Still, a name change feels like a shell game, shuffling around the items while pivoting a narrative to last long enough through the next wave of criticism. If you have to shuffle the letters around to get leadership attention or avoid an attack, you are only skimming the surface of these topics, and you’ll be back at the game table again in a few months.
I’ve attended several conferences with leaders speaking on their efforts, one of which appears in my book. In listening to those who have stood up successful DEI programs, it is clear that one thing made the programs last with defensibility.
To have a successful DEI program, one must understand the material issues of these topics through the company’s intersection, not through crises.
After all, how could your company address systemic issues if you don’t understand your company’s intersection with them?
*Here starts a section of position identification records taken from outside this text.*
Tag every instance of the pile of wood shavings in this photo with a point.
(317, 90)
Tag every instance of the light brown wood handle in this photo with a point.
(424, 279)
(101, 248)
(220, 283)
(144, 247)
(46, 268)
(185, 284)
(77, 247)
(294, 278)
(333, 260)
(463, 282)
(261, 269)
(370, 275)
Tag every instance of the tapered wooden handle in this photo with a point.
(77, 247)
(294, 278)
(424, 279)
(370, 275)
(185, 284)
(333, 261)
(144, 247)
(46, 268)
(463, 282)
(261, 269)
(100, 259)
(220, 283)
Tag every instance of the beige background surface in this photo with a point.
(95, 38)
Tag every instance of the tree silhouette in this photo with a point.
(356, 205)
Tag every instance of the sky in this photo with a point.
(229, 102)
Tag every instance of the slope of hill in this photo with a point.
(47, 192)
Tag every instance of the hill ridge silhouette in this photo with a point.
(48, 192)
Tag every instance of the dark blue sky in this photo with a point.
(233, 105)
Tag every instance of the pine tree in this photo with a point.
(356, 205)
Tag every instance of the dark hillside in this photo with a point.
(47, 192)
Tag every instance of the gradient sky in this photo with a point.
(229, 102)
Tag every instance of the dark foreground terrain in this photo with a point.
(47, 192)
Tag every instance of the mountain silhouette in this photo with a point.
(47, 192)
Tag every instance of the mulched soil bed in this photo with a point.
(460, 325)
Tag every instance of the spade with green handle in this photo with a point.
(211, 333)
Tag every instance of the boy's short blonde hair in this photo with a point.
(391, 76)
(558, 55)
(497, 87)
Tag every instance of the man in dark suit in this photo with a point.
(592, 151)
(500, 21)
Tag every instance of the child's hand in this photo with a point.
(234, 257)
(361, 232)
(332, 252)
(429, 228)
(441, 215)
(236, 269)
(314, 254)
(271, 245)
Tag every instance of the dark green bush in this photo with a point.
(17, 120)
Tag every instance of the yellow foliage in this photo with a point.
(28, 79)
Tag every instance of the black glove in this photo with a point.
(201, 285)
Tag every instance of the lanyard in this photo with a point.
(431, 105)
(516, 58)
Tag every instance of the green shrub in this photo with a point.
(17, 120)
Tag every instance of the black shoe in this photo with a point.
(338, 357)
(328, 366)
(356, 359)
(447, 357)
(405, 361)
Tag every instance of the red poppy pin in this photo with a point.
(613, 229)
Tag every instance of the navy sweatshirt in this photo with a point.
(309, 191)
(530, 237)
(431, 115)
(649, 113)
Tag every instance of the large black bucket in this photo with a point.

Listening to diverse voices is a good place to start.
Seek to understand how each Diversity, Equity, and Inclusion pillar materially intersects with your business. I’ll give you a leg up. Universally, there are a few ways that are often discussed, including:
Talent attraction and retention
Employee satisfaction
New customer markets
But materiality isn’t so easy, nor is the material connection of DEI a strictly HR exercise, as in these cases. We must go further. Every company and business unit has unique intersections with these topics that must be explored.
The WP article mentions Eli Lilly, a pharmaceutical company, with these universal perspectives. While the company has removed DEI from its proxy statement and annual report, its DEI Impact report from last fall holds a material perspective.
A key component of improving global health lies in our health equity strategy. We are decentralizing clinical trials to create more opportunities for members of diverse communities to participate in clinical research studies. Although minorities make up nearly 40% of the U.S. population, they constitute less than 20% of participants in the key clinical trials that lead to the approval of new medicines, according to a 2015 study. We identify and address the barriers keeping marginalized populations from participating in clinical trials.
Every industry has this kind of bias that it can improve on, and yours is no different.
Do the work, engage a diverse group of stakeholders, listen, and learn.
Don’t lead with universal issues alone without the broader material context.
Don’t simply react to crises, brewing stakeholder sentiment, or even the shifting changes of a civil society.
I’ve been touring colleges with my daughter this past year, and DEI was a big recruiting theme, but it sure seems like higher education hasn’t figured it out.
Find the material intersection of DEI with your business and ride it. If you do this, you’ll find you stand on much stronger ground.